"It is necessary that academic men, those in the colleges and universities, take some action in regards to the 34 men who are now languishing in prison for merely speaking their mind during and following the war," said Professor Harry F. Ward g. '98 of the Union Theological Seminary in New York City in an interview recently after his address at the old South Church on "The Future of Private Property".
"Labor has done all it can," he continued," to free these men who are suffering a prison term because of using their right of freedom of speech, a principle which every college or academic man maintains to be sound. These men have been placed in prison during and following the war under the Espionage Act of Congress and are doomed to serve five to twenty-year terms unless some power greater than that now exerted takes hold.

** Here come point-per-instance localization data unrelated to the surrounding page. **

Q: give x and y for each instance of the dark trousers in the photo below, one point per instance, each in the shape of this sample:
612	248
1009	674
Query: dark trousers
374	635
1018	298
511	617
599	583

"These men were usually thrown into Leavenworth penitentiary without trial by jury, usually on the basis of the sedition laws alone and often because the man was simply a member of the International Workers of the World organization. Senator George W. Pepper of Pennsylvania, who is certainly no radical on the subject and who has investigated the several causes for these men be placed under arrest, has stated that he could find no legal justification of their apprehension by the law.

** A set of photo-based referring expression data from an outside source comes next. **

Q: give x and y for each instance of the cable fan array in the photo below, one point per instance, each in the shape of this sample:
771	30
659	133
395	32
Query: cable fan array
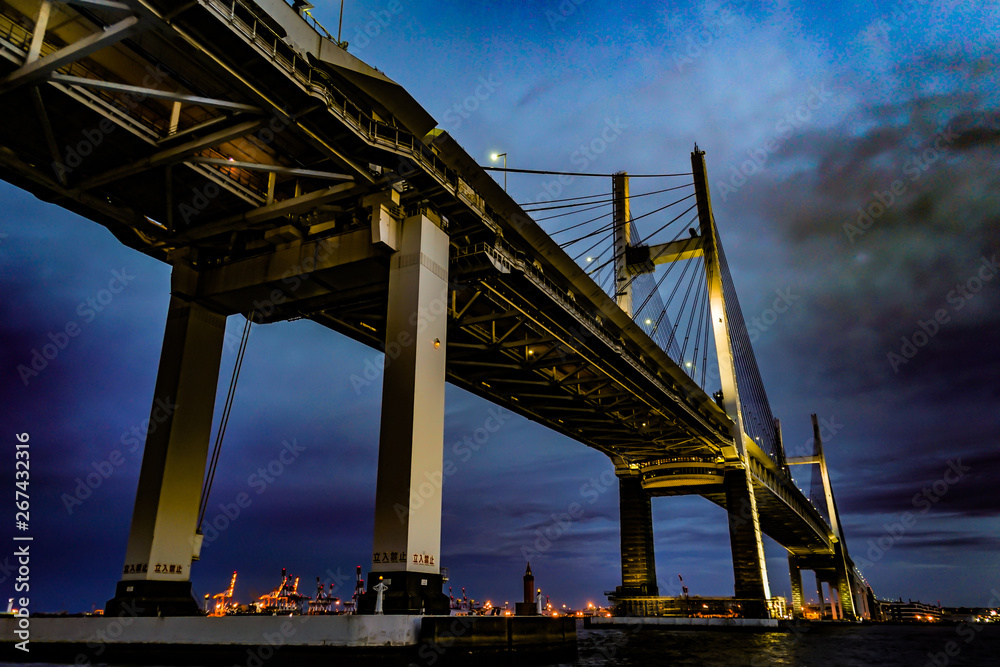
681	323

"I am personally acquainted with a man who was working in a war production plan in New England and who, for certain remarks he made, was indicted. He went to his employer, stated that he had better get his time card and await arrest, and he found that his employer refused to relinquish his services until the moment of his arrest.

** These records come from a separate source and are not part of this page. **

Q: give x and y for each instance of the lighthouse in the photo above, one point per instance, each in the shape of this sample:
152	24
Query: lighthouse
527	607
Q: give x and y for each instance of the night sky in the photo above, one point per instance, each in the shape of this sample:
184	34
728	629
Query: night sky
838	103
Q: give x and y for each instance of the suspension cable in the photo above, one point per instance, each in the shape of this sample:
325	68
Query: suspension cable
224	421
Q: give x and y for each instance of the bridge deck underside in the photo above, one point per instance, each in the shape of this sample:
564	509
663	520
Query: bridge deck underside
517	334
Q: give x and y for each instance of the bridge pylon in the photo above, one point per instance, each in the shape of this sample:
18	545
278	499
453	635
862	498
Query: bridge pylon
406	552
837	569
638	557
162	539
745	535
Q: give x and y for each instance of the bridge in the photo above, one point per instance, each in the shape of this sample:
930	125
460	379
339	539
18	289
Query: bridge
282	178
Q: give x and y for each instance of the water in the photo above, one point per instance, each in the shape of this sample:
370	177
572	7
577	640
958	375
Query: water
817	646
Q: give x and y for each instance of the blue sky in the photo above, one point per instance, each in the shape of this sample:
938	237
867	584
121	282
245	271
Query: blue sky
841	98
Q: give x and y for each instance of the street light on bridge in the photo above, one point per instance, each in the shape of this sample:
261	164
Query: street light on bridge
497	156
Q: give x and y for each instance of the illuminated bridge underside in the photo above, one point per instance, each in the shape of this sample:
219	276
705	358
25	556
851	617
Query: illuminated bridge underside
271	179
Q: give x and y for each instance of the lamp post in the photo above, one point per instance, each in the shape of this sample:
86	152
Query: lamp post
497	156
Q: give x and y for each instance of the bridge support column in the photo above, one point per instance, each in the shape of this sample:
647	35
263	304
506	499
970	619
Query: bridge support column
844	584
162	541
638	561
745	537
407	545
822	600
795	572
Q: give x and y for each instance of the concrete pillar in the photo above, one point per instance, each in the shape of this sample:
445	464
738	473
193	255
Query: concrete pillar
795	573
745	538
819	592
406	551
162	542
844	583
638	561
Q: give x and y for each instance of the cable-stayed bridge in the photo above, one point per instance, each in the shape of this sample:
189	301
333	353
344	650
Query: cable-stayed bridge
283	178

"Of the 34 men now serving terms, all of these could have obtained their freedom under a post war act of President Harding, but inasmuch as this act required that each man acknowledge the guilt of what he had said or done, each preferred to stand by his principles and serve his term.
"The point I am trying to emphasize is that, since the war, the United States has developed through legislation the machinery which prevents free speech. Much of the danger to free speech has been removed by a repeal of the Espion-age Act, but the power of the postmaster general to censor what passes through the mails is still great and is used freely.
"What Congress will not do, the states have done in their anarchy laws, which penalize free expression. The laws are further re-enforced by the injunction, which in the state of California is sufficient to throw a member of the I. W. W. organization into jail without any defense whatever.
"The time has come when the academic man must exert his influence to put an end to the repression of those things which he believes in, and for which many men suffer."